Tenure limits are a common contingent workforce program policy within staff augmentation. While there are plenty of good reasons for using tenure limits, they can be challenging to business leaders and organizations on a whole. Among the drawbacks of tenure policies is losing acclimated, trained and productive talent before the project is completed.
When strict tenure limits are enforced, business unit leaders and managers can often suffer the unbearable thought of missing deadlines, training replacement resources, which result in additional costs to the deliverable they had hoped to accomplish prior to losing the contingent worker. Tenure limit pressures can lead some engagement managers to misclassify their staff augmentation assignments as SOWs.
A new approach.

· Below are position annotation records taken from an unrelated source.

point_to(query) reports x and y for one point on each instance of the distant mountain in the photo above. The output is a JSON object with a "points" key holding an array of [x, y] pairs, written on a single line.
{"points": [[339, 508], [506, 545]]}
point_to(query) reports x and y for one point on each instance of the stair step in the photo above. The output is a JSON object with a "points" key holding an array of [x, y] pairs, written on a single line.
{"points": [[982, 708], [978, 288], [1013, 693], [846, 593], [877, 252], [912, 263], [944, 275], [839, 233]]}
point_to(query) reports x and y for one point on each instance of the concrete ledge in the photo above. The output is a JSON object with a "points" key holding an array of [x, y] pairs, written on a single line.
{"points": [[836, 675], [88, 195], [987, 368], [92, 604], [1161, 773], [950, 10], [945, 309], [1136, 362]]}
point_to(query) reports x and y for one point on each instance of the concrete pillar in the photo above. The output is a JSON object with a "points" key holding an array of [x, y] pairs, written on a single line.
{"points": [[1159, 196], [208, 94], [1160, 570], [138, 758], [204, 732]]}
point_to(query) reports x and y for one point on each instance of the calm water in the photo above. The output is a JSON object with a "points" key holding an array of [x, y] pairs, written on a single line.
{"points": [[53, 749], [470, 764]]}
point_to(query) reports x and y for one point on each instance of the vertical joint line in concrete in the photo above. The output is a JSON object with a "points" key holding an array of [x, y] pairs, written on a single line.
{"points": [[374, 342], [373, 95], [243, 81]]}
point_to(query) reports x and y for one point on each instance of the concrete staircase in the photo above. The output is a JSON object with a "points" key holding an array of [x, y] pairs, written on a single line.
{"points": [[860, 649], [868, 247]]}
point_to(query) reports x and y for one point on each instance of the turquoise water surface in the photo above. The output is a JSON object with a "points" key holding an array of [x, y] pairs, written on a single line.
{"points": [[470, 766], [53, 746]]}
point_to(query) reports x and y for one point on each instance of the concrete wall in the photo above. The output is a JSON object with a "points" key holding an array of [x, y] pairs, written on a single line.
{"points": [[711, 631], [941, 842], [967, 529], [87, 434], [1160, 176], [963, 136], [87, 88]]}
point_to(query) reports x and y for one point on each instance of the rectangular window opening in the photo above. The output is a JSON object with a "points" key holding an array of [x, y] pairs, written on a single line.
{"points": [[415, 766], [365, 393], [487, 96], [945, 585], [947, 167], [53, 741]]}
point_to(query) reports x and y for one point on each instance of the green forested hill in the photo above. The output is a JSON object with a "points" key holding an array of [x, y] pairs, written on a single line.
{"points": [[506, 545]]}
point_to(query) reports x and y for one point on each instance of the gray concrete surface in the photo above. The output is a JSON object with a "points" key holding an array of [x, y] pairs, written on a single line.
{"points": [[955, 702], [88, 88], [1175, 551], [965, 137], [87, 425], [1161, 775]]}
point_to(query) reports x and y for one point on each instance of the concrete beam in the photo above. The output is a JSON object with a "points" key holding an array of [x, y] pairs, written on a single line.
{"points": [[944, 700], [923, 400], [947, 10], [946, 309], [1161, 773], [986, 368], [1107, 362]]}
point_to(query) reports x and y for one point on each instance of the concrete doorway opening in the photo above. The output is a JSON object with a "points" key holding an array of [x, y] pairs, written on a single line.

Some organizations are considering a different approach when it comes to critical resources that may be affected by a tenure policy by instead considering a fixed duration option:
A staff augmentation contract that will terminate at a future date when a specific ‘term’ expires — e.g., the completion of a project or task, the occurrence or non-occurrence of a specific event (covering for an employee who is on sick or maternity leave, for example).
A fixed-duration option may be a consideration for some of your business leaders within your organization as a way to protect their project from being affected by existing tenure rules. Durations for an assignment can vary and should be reviewed and approved by the program office to help ensure alignment with corporate policies.
Having clear and concise requirements as to which roles would be eligible for the fixed duration option is critical. Examples of roles you may consider for fixed duration assignments would be roles which require a longer duration due to the complexity of the role (i.e. IT, Engineering, etc.). Strong policies and processes will reduce and mitigate co-employment concerns and abuse of the fixed duration policy.
When considering whether fixed duration is something your organization can consider, be sure to include common functional area representatives such as legal, finance and human resources. Common concerns they may have with fixed duration could include increased co-employment risks — they may be concerned engagement managers will utilize this classification as a way to avoid tenure policies as a whole, keeping a contractor on assignment for as long as possible to avoid having to hire a FTE or replace the existing contingent worker.
The utilization of a strong policy and the involvement of the MSP (either internal or external) can help drive the correct classification of the contingent workers.
Utilizing a ‘decision tree’ (either implemented within the VMS or manually conducted) can help create a consistent approach to classifying these workers and whether they should be considered for fixed duration. It is also imperative that you do not lose sight of these fixed duration resources to ensure proper tracking and reporting on them. Once these mechanisms of managing fixed duration are in place, your organization will be able to determine the impact to the business both positively and negatively.
The days of forcing all contingent staff augmentation workers into a single tenure policy may become a thing of the past. Your willingness to consider this approach and accomplish the implementation of fixed duration will delight the business and appease your legal, finance and human resource colleagues as you are willing to challenge the status quo and find ways to help contribute to your organizational bottom line through innovative thought.